11B is also a candidate as a fuel for aneutronic fusion. When struck by a proton with energy of about 500 keV, it produces three alpha particles and 8.7 MeV of energy. Most other fusion reactions involving hydrogen and helium produce penetrating neutron radiation, which weakens reactor structures and induces long term radioactivity thereby endangering operating personnel. Whereas, the alpha particles from 11B fusion can be turned directly into electric power, and all radiation stops as soon as the reactor is turned off.[54]



It has a name.. Migma Reactor...

 

What it is seems to be a bit more than confusing.

 

http://www.rexresearch.com/maglich/maglich.htm

 

some of the papers are pay per view type stuff i can't access...

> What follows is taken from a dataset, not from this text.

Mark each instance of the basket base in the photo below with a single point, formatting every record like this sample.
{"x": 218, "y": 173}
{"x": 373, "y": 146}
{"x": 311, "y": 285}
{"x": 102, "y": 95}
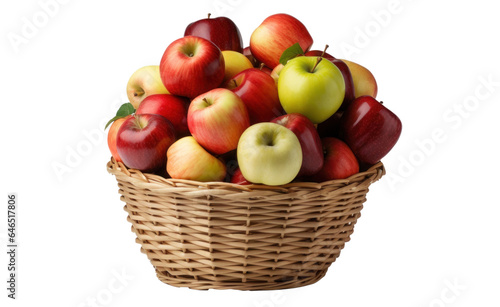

For some reason all of the reactions are called fusion instead of fission even if the end result is fission of a larger nucleus.

 

http://en.wikipedia.org/wiki/Aneutronic_fusion

Posted

Interesting. I had not considered direct conversion to electricity — the alphas will ionize atoms as the pass through a material, so there's potential for a significant multiplication of current. And only 0.5 MeV to initiate it is much simpler to do.

Posted

Crystalline Boron is expensive USD5 per gram but not bad - uranium is about $0.13 per gram - but the expense of the raw material is dwarfed by the clean up and waste storage costs. But that would be a mix of 10B and 11B - whether the 18-20% of 10B would screw up the reaction who knows?

Posted

Proton-Boron is a well-studied reaction, generally given as an example of aneutronic fusion - but it produces three alphas so one could call it fission as well... I'd say: more energy comes from the strong force than the electric repulsion, hence fusion.

 

This reaction is a remote hope to produce heat without the neutrons that make the surrounding materials radioactive. Though, I know no single reaction that relies solely on accelerated particles and has a chance to release net energy. This reaction is considered in plasmas instead, with Z-striction leaving a tiny hope, laser not being considered a candidate in a planned timeframe, magnetized target being about exluded and tokamaks hopeless.

 

If any fusion released net energy; the conversion to electricity would be a lesser difficulty... Vapour turbines work! Direct electric conversion to several kV has been demonstrated with alpha and beta radioactive sources, but is less efficient and convenient even than thermoelectric elements - which should be replaced by a thermal engine anyway, a turbine rather than a Stirling. Charge carriers multiplication has been demonstrated and even used also: a radioactive material coats a photocell, where silicon takes 3.5eV to make a carrier pair harvested at 0.45V - the serious limit is the deterioration of the Solar cell, whose semiconductor properties are more fragile than a metal's mechanical performances.

Posted

Crystalline Boron is expensive USD5 per gram but not bad - uranium is about $0.13 per gram - but the expense of the raw material is dwarfed by the clean up and waste storage costs. But that would be a mix of 10B and 11B - whether the 18-20% of 10B would screw up the reaction who knows?

 

Not just clean up and waste storage costs, but also the containment/shielding of the reactor itself, most of which is rendered moot.

 

The presence of B-10 means you'd get some C-11 if it captured the proton. C-11 electron captures to B-11, so it's radioactive and you'd still need some shielding, but the half-life is ~20 min, and, bonus, you get more B-11. If it ejected an alpha, you'd have Be-7, which electron captures to Li-7, with a half-life of 53 days. Neither of those seem like a deal-breaker. Ejecting a neutron seems much less likely to me, since the isotopes under discussion are already neutron-deficient.